I am obsessed with these easy key lime bars! They’re so easy to make for a summer party or get-together and they will definitely wow your friends! I love using canned coconut milk in dessert recipes like my no bake lemon cheesecake and chocolate peanut butter ice cream bars. The result leaves you with a smooth, luscious and super creamy dessert!

Once you start making desserts with coconut milk, you won’t be able to stop – trust me! It’s a great ingredient to use in no-bake desserts!
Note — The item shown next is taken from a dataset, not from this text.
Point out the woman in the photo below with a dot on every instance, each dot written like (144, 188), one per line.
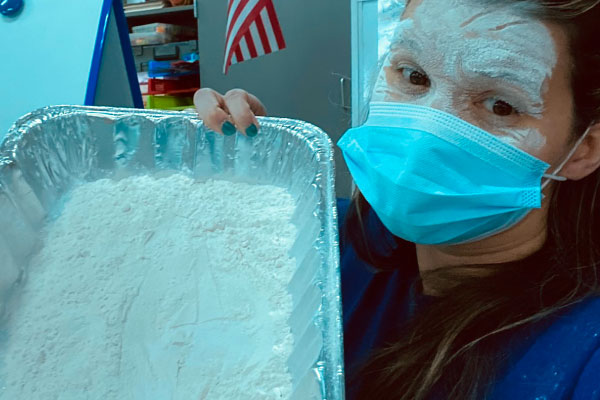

Pro tip: Make sure to refrigerate your canned coconut cream overnight because that is the key to a rich coconut cream consistency!

You will need:

graham crackers

coconut oil

coconut milk


key limes

maple syrup

Key Lime Bars


  • 2 cups graham crackers crumbs
  • 4 tbsp coconut oil, not melted
  • 1 cup cashews
  • 1 can coconut milk
  • zest of 2 limes
  • juice of 2 limes
  • 1/4 cup maple syrup


  1. Refrigerate canned coconut milk overnight.
  2. Make crust: In a food processor, add graham cracker crumbs and 4 tbsp of coconut oil. Pulse until a paste forms. Line the bottom of a 9-inch square baking pan with parchment paper and grease the sides. Press graham cracker crust into pan and freeze while you make the filling.
  3. Make key lime filling: In a food processor, add cashews and pulse until cashew butter consistency is reached. To the cashew butter, add maple syrup, the zest and juice of 2 limes and refrigerated coconut milk (don’t add the coconut water – save that for a smoothie). Blend until smooth.
  4. Pour key lime filling over the graham cracker crust. Freeze for 3 hours. Slice and enjoy!